- Hong Kong
- /
- Infrastructure
- /
- SEHK:177
Risks To Shareholder Returns Are Elevated At These Prices For Jiangsu Expressway Company Limited (HKG:177)
With a median price-to-earnings (or "P/E") ratio of close to 9x in Hong Kong, you could be forgiven for feeling indifferent about Jiangsu Expressway Company Limited's (HKG:177) P/E ratio of 8.3x. While this might not raise any eyebrows, if the P/E ratio is not justified investors could be missing out on a potential opportunity or ignoring looming disappointment.
With earnings growth that's superior to most other companies of late, Jiangsu Expressway has been doing relatively well. One possibility is that the P/E is moderate because investors think this strong earnings performance might be about to tail off. If not, then existing shareholders have reason to be feeling optimistic about the future direction of the share price.
Check out our latest analysis for Jiangsu Expressway
If you'd like to see what analysts are forecasting going forward, you should check out our free report on Jiangsu Expressway.Is There Some Growth For Jiangsu Expressway?
In order to justify its P/E ratio, Jiangsu Expressway would need to produce growth that's similar to the market.
Retrospectively, the last year delivered an exceptional 19% gain to the company's bottom line. Pleasingly, EPS has also lifted 79% in aggregate from three years ago, thanks to the last 12 months of growth. So we can start by confirming that the company has done a great job of growing earnings over that time.
Looking ahead now, EPS is anticipated to climb by 8.1% per annum during the coming three years according to the eight analysts following the company. Meanwhile, the rest of the market is forecast to expand by 15% each year, which is noticeably more attractive.
In light of this, it's curious that Jiangsu Expressway's P/E sits in line with the majority of other companies. Apparently many investors in the company are less bearish than analysts indicate and aren't willing to let go of their stock right now. Maintaining these prices will be difficult to achieve as this level of earnings growth is likely to weigh down the shares eventually.
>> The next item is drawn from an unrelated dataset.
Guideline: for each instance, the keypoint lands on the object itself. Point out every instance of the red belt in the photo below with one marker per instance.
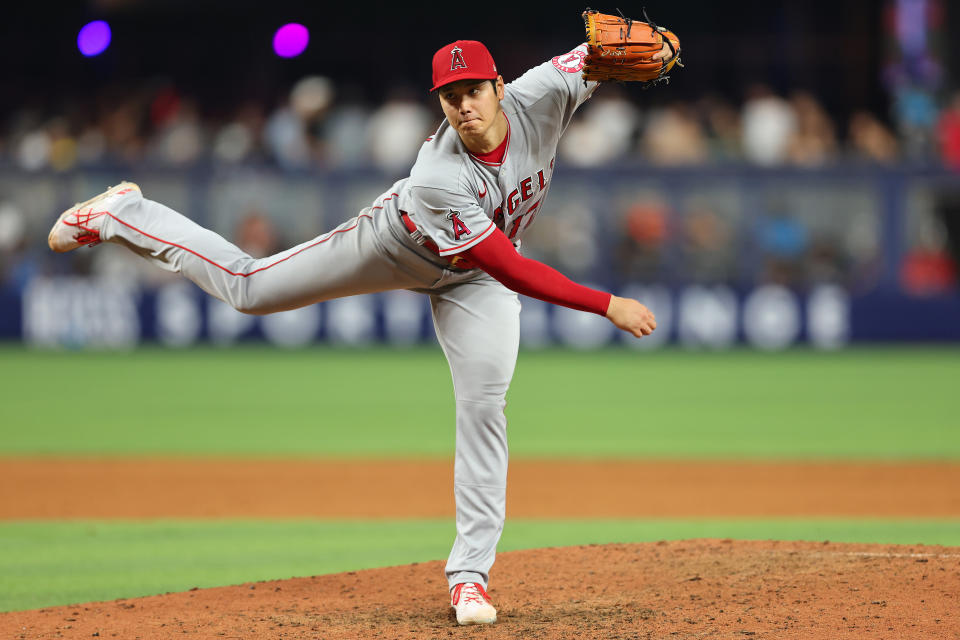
(457, 261)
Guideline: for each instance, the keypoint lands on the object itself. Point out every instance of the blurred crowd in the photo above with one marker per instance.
(317, 126)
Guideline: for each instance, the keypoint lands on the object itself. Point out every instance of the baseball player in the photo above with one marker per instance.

What We Can Learn From Jiangsu Expressway's P/E?
Using the price-to-earnings ratio alone to determine if you should sell your stock isn't sensible, however it can be a practical guide to the company's future prospects.
We've established that Jiangsu Expressway currently trades on a higher than expected P/E since its forecast growth is lower than the wider market. When we see a weak earnings outlook with slower than market growth, we suspect the share price is at risk of declining, sending the moderate P/E lower. This places shareholders' investments at risk and potential investors in danger of paying an unnecessary premium.
And what about other risks? Every company has them, and we've spotted 1 warning sign for Jiangsu Expressway you should know about.
Of course, you might also be able to find a better stock than Jiangsu Expressway. So you may wish to see this free collection of other companies that have reasonable P/E ratios and have grown earnings strongly.
New: Manage All Your Stock Portfolios in One Place
We've created the ultimate portfolio companion for stock investors, and it's free.
• Connect an unlimited number of Portfolios and see your total in one currency
• Be alerted to new Warning Signs or Risks via email or mobile
• Track the Fair Value of your stocks
Have feedback on this article? Concerned about the content? Get in touch with us directly. Alternatively, email editorial-team (at) simplywallst.com.
This article by Simply Wall St is general in nature. We provide commentary based on historical data and analyst forecasts only using an unbiased methodology and our articles are not intended to be financial advice. It does not constitute a recommendation to buy or sell any stock, and does not take account of your objectives, or your financial situation. We aim to bring you long-term focused analysis driven by fundamental data. Note that our analysis may not factor in the latest price-sensitive company announcements or qualitative material. Simply Wall St has no position in any stocks mentioned.
About SEHK:177
Jiangsu Expressway
Engages in investment, construction, operation, and management of toll roads and bridges in the People’s Republic of China.
Average dividend payer and fair value.